Economic recovery momentum at risk from elevated inflation
MANILA, Philippines — The Philippine economy is expected to continue its recovery this year, with growth expected at seven percent, but external headwinds from elevated inflation could put a halt on this momentum.
In its weekly economic preview, New York-based financial intelligence firm S&P Global said the country’s gross domestic product (GDP) could grow strongly by seven percent this year from 5.7 percent in 2021.
This, however, is slightly lower than the 7.2 percent projection S&P made in January.
The GDP expectation also settles at the lower end of the revised seven to eight percent target of the government.
Rajiv Biswas, S&P Global Market Intelligence chief economist for Asia-Pacific, noted that the strong GDP growth would be driven by strengthening private consumption spending, an upturn in government infrastructure spending and improving remittance inflows.
“However, the Philippines is facing external headwinds from rising world inflation, notably from higher world oil prices, as well as moderating global economic growth,” Biswas said.

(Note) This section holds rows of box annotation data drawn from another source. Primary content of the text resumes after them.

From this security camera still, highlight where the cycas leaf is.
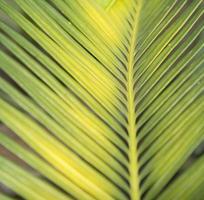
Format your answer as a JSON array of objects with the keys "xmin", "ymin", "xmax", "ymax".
[{"xmin": 0, "ymin": 0, "xmax": 204, "ymax": 200}]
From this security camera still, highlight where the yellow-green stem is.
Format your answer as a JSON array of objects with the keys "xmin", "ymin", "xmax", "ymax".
[{"xmin": 127, "ymin": 1, "xmax": 141, "ymax": 200}]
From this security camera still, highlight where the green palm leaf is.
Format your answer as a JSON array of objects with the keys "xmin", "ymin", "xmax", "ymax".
[{"xmin": 0, "ymin": 0, "xmax": 204, "ymax": 200}]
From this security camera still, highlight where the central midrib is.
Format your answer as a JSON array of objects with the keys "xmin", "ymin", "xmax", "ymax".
[{"xmin": 127, "ymin": 2, "xmax": 141, "ymax": 200}]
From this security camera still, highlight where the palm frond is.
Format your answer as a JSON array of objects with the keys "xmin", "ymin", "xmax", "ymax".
[{"xmin": 0, "ymin": 0, "xmax": 204, "ymax": 200}]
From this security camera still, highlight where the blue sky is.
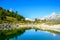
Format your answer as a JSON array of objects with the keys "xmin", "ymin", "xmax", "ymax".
[{"xmin": 0, "ymin": 0, "xmax": 60, "ymax": 18}]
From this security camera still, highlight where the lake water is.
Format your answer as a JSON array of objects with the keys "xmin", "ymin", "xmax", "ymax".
[{"xmin": 11, "ymin": 29, "xmax": 60, "ymax": 40}]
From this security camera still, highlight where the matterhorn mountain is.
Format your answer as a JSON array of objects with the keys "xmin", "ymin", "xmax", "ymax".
[{"xmin": 40, "ymin": 12, "xmax": 60, "ymax": 21}]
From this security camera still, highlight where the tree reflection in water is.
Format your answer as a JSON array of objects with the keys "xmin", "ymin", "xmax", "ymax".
[{"xmin": 0, "ymin": 29, "xmax": 25, "ymax": 40}]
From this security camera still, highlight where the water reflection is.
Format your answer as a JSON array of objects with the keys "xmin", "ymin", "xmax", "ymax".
[
  {"xmin": 0, "ymin": 30, "xmax": 25, "ymax": 40},
  {"xmin": 0, "ymin": 29, "xmax": 60, "ymax": 40}
]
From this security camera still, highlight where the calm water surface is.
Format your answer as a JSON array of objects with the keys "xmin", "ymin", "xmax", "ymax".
[{"xmin": 11, "ymin": 29, "xmax": 60, "ymax": 40}]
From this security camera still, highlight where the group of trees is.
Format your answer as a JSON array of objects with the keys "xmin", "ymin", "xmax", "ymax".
[{"xmin": 0, "ymin": 7, "xmax": 25, "ymax": 21}]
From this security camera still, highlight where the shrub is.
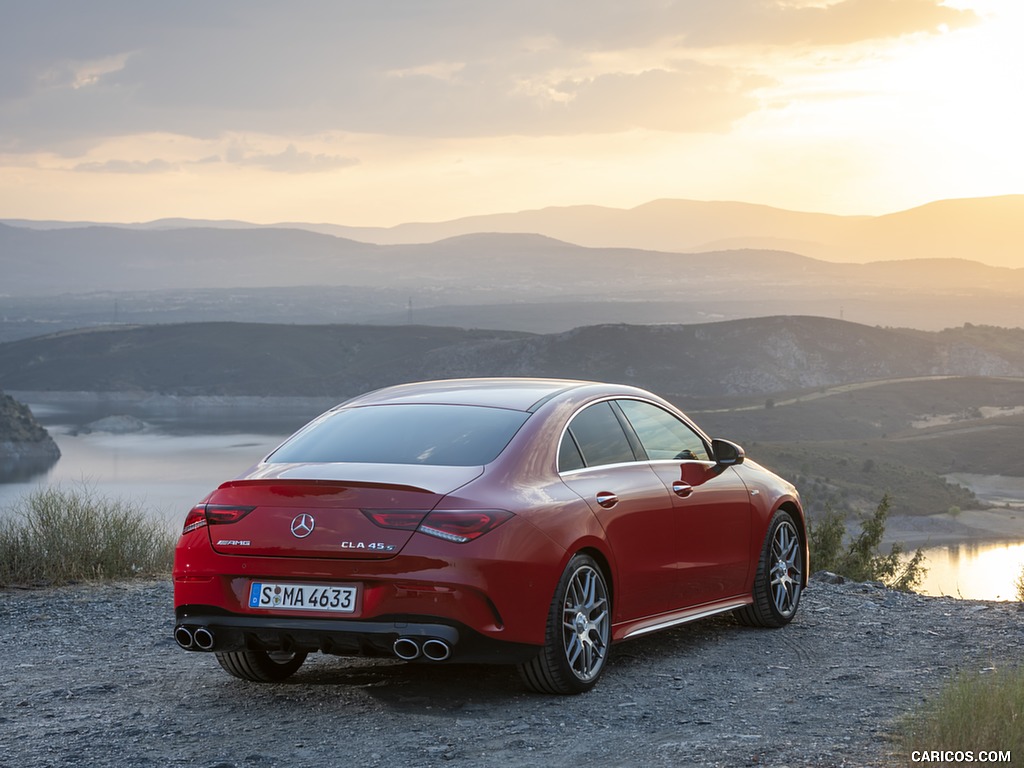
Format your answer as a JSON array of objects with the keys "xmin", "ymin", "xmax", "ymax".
[
  {"xmin": 0, "ymin": 486, "xmax": 175, "ymax": 586},
  {"xmin": 897, "ymin": 668, "xmax": 1024, "ymax": 764},
  {"xmin": 808, "ymin": 494, "xmax": 926, "ymax": 591}
]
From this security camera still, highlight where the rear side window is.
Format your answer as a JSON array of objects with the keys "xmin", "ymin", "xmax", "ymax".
[
  {"xmin": 618, "ymin": 400, "xmax": 711, "ymax": 462},
  {"xmin": 558, "ymin": 401, "xmax": 636, "ymax": 472},
  {"xmin": 267, "ymin": 403, "xmax": 529, "ymax": 467}
]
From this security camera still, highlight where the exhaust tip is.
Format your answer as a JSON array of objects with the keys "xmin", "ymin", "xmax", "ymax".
[
  {"xmin": 193, "ymin": 627, "xmax": 213, "ymax": 650},
  {"xmin": 174, "ymin": 627, "xmax": 196, "ymax": 650},
  {"xmin": 423, "ymin": 638, "xmax": 452, "ymax": 662},
  {"xmin": 391, "ymin": 637, "xmax": 420, "ymax": 662}
]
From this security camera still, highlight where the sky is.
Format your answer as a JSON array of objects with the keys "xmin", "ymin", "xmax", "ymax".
[{"xmin": 0, "ymin": 0, "xmax": 1024, "ymax": 226}]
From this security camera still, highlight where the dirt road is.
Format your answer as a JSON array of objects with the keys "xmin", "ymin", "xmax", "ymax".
[{"xmin": 0, "ymin": 583, "xmax": 1024, "ymax": 768}]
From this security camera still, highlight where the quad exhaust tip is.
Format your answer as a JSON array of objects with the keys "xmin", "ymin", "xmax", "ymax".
[
  {"xmin": 174, "ymin": 624, "xmax": 214, "ymax": 650},
  {"xmin": 391, "ymin": 637, "xmax": 452, "ymax": 662},
  {"xmin": 423, "ymin": 638, "xmax": 452, "ymax": 662}
]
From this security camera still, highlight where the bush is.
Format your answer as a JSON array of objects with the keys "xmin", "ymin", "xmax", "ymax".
[
  {"xmin": 808, "ymin": 494, "xmax": 927, "ymax": 592},
  {"xmin": 898, "ymin": 669, "xmax": 1024, "ymax": 764},
  {"xmin": 0, "ymin": 486, "xmax": 175, "ymax": 587}
]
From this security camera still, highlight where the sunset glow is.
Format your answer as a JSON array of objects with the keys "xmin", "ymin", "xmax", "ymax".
[{"xmin": 0, "ymin": 0, "xmax": 1024, "ymax": 225}]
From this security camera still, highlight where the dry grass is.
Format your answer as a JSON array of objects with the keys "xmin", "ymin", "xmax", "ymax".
[
  {"xmin": 898, "ymin": 668, "xmax": 1024, "ymax": 765},
  {"xmin": 0, "ymin": 486, "xmax": 175, "ymax": 587}
]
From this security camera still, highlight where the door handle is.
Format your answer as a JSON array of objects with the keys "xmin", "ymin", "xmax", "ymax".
[{"xmin": 672, "ymin": 480, "xmax": 693, "ymax": 499}]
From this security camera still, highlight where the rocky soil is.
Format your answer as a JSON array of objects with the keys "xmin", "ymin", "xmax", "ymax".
[{"xmin": 0, "ymin": 582, "xmax": 1024, "ymax": 768}]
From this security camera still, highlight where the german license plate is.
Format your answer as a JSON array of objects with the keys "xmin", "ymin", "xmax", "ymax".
[{"xmin": 249, "ymin": 582, "xmax": 358, "ymax": 613}]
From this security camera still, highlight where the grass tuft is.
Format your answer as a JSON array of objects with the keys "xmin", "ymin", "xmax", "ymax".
[
  {"xmin": 0, "ymin": 486, "xmax": 175, "ymax": 587},
  {"xmin": 897, "ymin": 668, "xmax": 1024, "ymax": 757}
]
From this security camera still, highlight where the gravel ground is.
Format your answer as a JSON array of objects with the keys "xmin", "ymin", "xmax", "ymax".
[{"xmin": 0, "ymin": 582, "xmax": 1024, "ymax": 768}]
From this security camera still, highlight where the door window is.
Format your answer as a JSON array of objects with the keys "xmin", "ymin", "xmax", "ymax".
[
  {"xmin": 617, "ymin": 400, "xmax": 711, "ymax": 462},
  {"xmin": 558, "ymin": 401, "xmax": 636, "ymax": 472}
]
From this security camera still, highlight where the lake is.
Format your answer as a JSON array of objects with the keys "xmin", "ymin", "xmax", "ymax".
[{"xmin": 0, "ymin": 399, "xmax": 1024, "ymax": 600}]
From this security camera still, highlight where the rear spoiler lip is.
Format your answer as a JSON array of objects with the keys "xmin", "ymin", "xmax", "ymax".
[{"xmin": 220, "ymin": 463, "xmax": 483, "ymax": 496}]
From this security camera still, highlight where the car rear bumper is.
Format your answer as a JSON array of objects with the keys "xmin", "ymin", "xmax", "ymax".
[{"xmin": 174, "ymin": 605, "xmax": 540, "ymax": 664}]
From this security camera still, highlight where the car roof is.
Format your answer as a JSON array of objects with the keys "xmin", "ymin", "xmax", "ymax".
[{"xmin": 339, "ymin": 378, "xmax": 595, "ymax": 411}]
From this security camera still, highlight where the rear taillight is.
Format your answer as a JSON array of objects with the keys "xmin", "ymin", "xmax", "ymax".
[
  {"xmin": 362, "ymin": 509, "xmax": 512, "ymax": 544},
  {"xmin": 181, "ymin": 504, "xmax": 206, "ymax": 534},
  {"xmin": 181, "ymin": 504, "xmax": 255, "ymax": 534}
]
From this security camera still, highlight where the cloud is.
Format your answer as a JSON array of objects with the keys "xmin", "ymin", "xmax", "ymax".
[
  {"xmin": 0, "ymin": 0, "xmax": 975, "ymax": 154},
  {"xmin": 225, "ymin": 144, "xmax": 359, "ymax": 173},
  {"xmin": 73, "ymin": 160, "xmax": 179, "ymax": 173}
]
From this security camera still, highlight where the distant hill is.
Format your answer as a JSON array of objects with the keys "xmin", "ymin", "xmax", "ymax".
[
  {"xmin": 6, "ymin": 195, "xmax": 1024, "ymax": 267},
  {"xmin": 0, "ymin": 219, "xmax": 1024, "ymax": 339},
  {"xmin": 0, "ymin": 316, "xmax": 1024, "ymax": 403},
  {"xmin": 0, "ymin": 392, "xmax": 60, "ymax": 466}
]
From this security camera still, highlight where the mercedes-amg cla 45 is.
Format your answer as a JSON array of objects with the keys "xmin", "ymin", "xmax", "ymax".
[{"xmin": 174, "ymin": 379, "xmax": 807, "ymax": 693}]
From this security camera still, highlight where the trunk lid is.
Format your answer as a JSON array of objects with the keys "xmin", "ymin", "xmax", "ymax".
[{"xmin": 207, "ymin": 464, "xmax": 483, "ymax": 560}]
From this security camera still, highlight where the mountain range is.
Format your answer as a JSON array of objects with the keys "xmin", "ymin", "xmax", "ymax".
[
  {"xmin": 0, "ymin": 316, "xmax": 1024, "ymax": 407},
  {"xmin": 0, "ymin": 195, "xmax": 1024, "ymax": 267}
]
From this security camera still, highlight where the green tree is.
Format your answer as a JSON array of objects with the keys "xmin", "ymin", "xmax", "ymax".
[{"xmin": 808, "ymin": 494, "xmax": 927, "ymax": 592}]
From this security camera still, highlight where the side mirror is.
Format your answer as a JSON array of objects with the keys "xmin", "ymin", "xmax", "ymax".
[{"xmin": 711, "ymin": 438, "xmax": 746, "ymax": 467}]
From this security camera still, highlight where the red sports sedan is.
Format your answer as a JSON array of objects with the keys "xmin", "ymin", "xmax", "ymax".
[{"xmin": 174, "ymin": 379, "xmax": 807, "ymax": 693}]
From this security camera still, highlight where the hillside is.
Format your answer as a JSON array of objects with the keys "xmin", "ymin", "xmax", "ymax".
[
  {"xmin": 6, "ymin": 195, "xmax": 1024, "ymax": 267},
  {"xmin": 0, "ymin": 316, "xmax": 1024, "ymax": 403}
]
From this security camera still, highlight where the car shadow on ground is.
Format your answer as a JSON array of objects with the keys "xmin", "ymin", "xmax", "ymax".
[{"xmin": 250, "ymin": 616, "xmax": 749, "ymax": 714}]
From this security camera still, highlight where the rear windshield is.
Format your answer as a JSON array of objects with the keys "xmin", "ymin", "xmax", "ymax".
[{"xmin": 267, "ymin": 404, "xmax": 529, "ymax": 467}]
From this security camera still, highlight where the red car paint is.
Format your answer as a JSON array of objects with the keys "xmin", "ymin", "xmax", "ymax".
[{"xmin": 174, "ymin": 379, "xmax": 807, "ymax": 692}]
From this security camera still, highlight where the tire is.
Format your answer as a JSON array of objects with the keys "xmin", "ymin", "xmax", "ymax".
[
  {"xmin": 216, "ymin": 650, "xmax": 306, "ymax": 683},
  {"xmin": 736, "ymin": 510, "xmax": 804, "ymax": 627},
  {"xmin": 519, "ymin": 554, "xmax": 611, "ymax": 695}
]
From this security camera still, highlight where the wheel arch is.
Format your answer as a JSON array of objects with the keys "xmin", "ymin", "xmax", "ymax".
[
  {"xmin": 569, "ymin": 547, "xmax": 615, "ymax": 611},
  {"xmin": 769, "ymin": 499, "xmax": 811, "ymax": 588}
]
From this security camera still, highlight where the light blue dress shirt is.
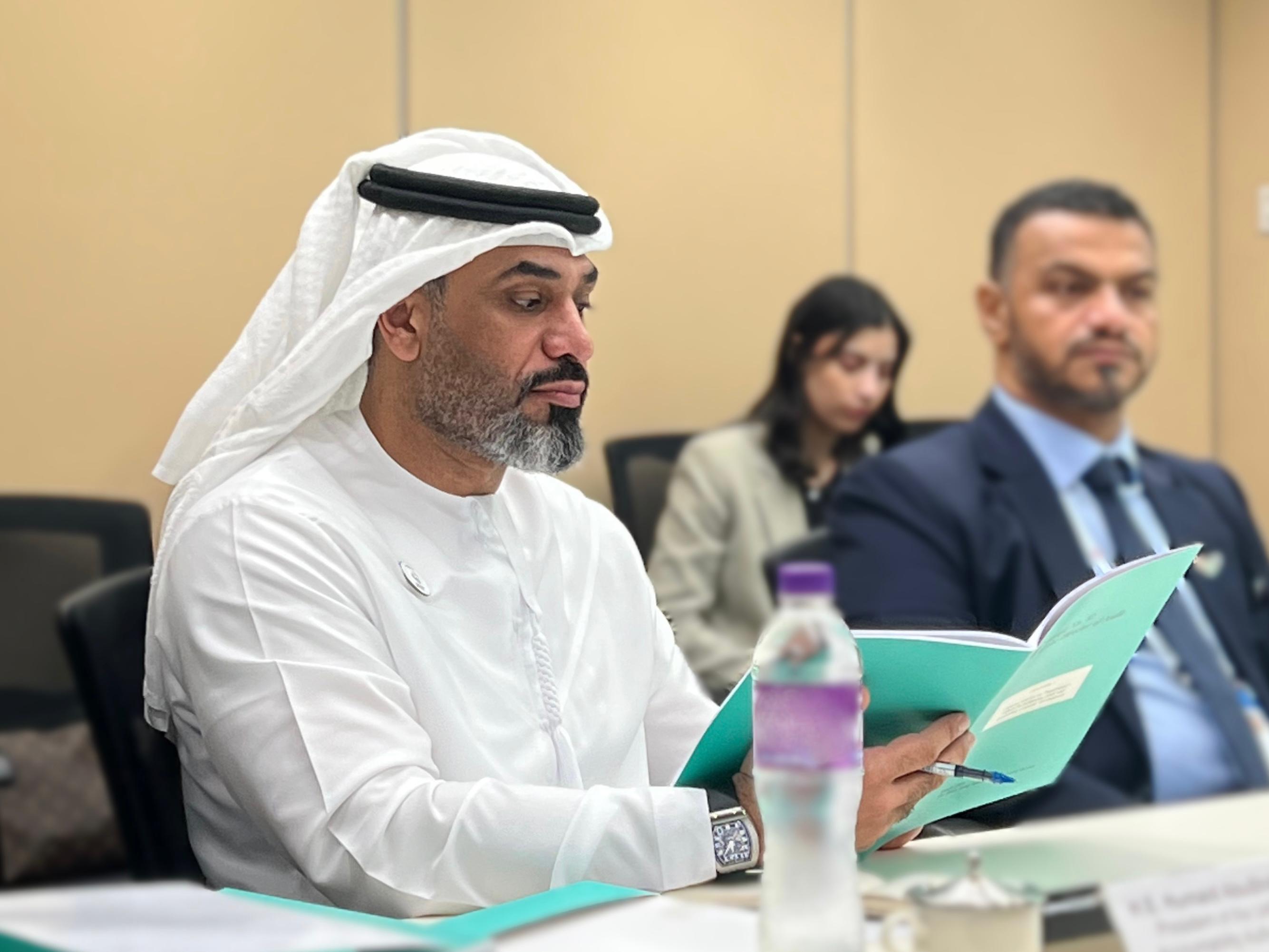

“As the US Fed and ECB (European Central Bank) tighten monetary policy due to rising inflation pressures, this is expected to result in weakening growth momentum in the US and EU, which will also act as a drag on growth for the Philippines’ export sector,” he said.
Nonetheless, the Philippines could still bank on the domestic front as the easing of pandemic-related travel restrictions has prompted the reopening of the tourism sector.
If sustained during the second half of 2022 and into 2023, Biswas said this would provide an important boost to the economy.
Prior to COVID, tourism accounted for 12.7 percent of the country’s GDP. As of last year, its share is barely even half of its pre-pandemic level at 5.1 percent.
Tourism in the country largely remains dominated by domestic tourism and Biswas said the recovery of this sector could be a significant growth driver by the second semester.
Meanwhile, S&P emphasized that the Philippines is on track to become one of the region’s $1-trillion economies, joiningChina, Japan, India, South Korea, Australia, Taiwan and Indonesia.
This will be buoyed by the rapid growth in private consumption spending and strong growth in urban household incomes.
Such a strong growth in the size of the economy is seen driving per capita GDP to $6,500 by 2030 from the current level of $3,300.
Biswas said this will help to underpin the growth of the Philippine domestic consumer market, catalyzing foreign and domestic investment into many sectors in the country.